Douleur consternée d’aimer, un destin de séparation et une solitude existentielle.La belle demeure ancestrale abrite l’érotisme de trois amants : Elle (Emmanuelle Béart), l’Un (Laurent Sauvage, en alternance avec Victor de Oliveira) et l’Autre (Thomas Gonzalez), compagnons de parcours de Stanislas Nordey. Aimer ne va pas de soi, tant les codes moraux et sociaux perdurent, et inventer ce trio amoureux revient à une audace de survie. Pour Frédéric Vossier, les personnages de Christophe Pellet dérivent à la périphérie du désir, exilés du sentiment de l’intime, errant d’un partenaire à l’autre, ne sachant quel territoire investir, toujours en équilibre sur le bord dévasté de leur désir, signe d’une non-appartenance au monde.
La perte de soi se faufile insidieusement dans les relations de chacun avec l’autre, entre l’intime et le politique, dominé par la famille, le monde du travail, le couple, le rapport avec son propre corps et la sexualité.Et que reste-t-il de l’amour ? Faut-il le retrouver dans les risques d’un déséquilibre ? L’Un gagne sa vie, en jouant dans des films pornos, avec la crudité et la violence d’une pseudo-présence vulgaire à ce monde.

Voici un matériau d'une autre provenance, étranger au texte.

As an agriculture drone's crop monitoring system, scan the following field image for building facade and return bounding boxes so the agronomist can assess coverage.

Ce cow-boy mélancolique, Laurent Sauvage, avec une belle lucidité crépusculaire, avoue : «Je m’amuse bien, en compagnie de types comme moi, pas trop regardants et sympathiques, qui ont les mêmes problèmes que moi, les mêmes envies. »

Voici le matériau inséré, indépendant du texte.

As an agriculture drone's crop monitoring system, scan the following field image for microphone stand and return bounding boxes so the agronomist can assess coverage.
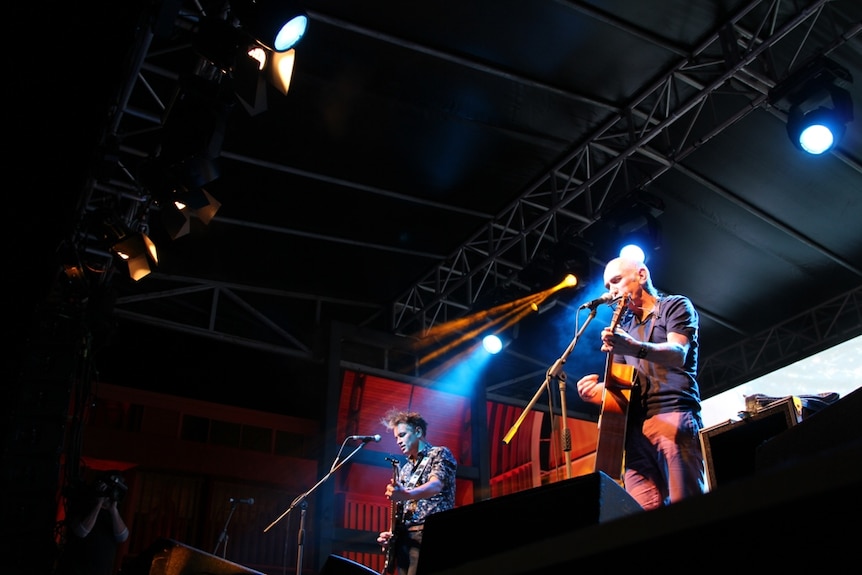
[502,306,600,479]
[214,499,239,557]
[264,440,370,575]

L’Autre se tient dans l’indétermination et l’imposture de celui qui ne se fixe pas et qui préfère l’enfance, dans une aura cinématographique, en même temps que symbolique, à la manière von Stroheim, mystificateur scandaleux, visionnaire équivoque et incompris. Le personnage que joue Thomas Gonzalez, placé «au-dessus des gens et des choses », s’impose avec la même nudité entrevue dans Je suis Fassbinder de Falk Richter, mais moins ludique et amplement plus apaisée : «Je ne suis rien que moi-même, et ce n’est pas suffisant. Cela ne suffit pas pour survivre. »
Elle, aime, impérativement mais bafoue ses amants :pour elle, la joie de l’âme est dans l’action. Elle s’en prend à l’Un avec lequel elle restera enfin :«Je me suis compromise… Tu es la négation vivante de tous mes idéaux…Et comment nous, qui ne sommes pas capables de nous supporter nous-mêmes, qui ne sommes même pas capables de nous supporter en compagnie des autres, comment serions-nous encore capables de supporter notre enfant ? » Emmanuelle Béart est juste et grave, au plus près de ses convictions.

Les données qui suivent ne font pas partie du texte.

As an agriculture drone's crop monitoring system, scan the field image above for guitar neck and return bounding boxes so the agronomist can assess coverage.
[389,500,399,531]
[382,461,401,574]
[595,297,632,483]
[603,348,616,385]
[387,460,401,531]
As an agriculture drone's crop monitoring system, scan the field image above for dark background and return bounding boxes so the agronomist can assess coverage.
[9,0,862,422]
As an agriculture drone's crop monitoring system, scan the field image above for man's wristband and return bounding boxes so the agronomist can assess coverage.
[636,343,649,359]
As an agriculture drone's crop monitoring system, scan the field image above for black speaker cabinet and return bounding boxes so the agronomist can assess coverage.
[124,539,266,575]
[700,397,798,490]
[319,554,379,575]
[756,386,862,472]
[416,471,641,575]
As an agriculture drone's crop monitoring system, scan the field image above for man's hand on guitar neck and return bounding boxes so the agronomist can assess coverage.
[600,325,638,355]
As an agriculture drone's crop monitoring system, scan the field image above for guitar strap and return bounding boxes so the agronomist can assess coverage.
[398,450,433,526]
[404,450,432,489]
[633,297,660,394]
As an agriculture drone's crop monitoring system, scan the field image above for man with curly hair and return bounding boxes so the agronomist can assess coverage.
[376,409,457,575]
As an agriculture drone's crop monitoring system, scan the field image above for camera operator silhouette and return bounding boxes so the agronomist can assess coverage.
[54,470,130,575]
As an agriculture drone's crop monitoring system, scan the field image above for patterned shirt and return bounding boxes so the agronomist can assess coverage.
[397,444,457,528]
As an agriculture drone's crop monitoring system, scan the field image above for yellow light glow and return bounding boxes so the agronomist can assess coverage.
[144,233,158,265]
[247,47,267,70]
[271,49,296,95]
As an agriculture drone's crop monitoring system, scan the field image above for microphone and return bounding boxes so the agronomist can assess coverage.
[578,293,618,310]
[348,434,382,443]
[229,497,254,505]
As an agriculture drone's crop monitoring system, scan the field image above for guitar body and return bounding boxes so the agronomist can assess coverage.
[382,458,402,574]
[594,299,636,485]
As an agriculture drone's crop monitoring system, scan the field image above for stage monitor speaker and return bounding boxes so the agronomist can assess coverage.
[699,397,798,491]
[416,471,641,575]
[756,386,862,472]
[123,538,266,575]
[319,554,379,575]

L’enfant qu’ils auront évincera l’Autre : pire encore que les petits arrangements compromissions, est la désolation de la solitude. Tous exigent de se sentir exister pleinement, avant la mort à venir. Avec une volonté ultime d’êtres engagés dans le présent. L’écriture économe déploie le vaste imaginaire des possibles. Un spectacle émouvant et tendu, qui œuvre, bien au-delà des apparences provocatrices et subversives, à la claire révélation d’énigmes retenues en soi.
Véronique Hotte
Théâtre National de Strasbourg, jusqu’au 15 février. T : 03 88 24 88 24. Théâtre National de Bretagne, à Rennes, du 14 au 25 mars. Théâtre du Gymnase de Marseille, du 4 au 6 avril. Théâtre du Rond-Point, à Paris, du 25 avril au 21 mai.
Le texte est publié chez L’Arche Editeur.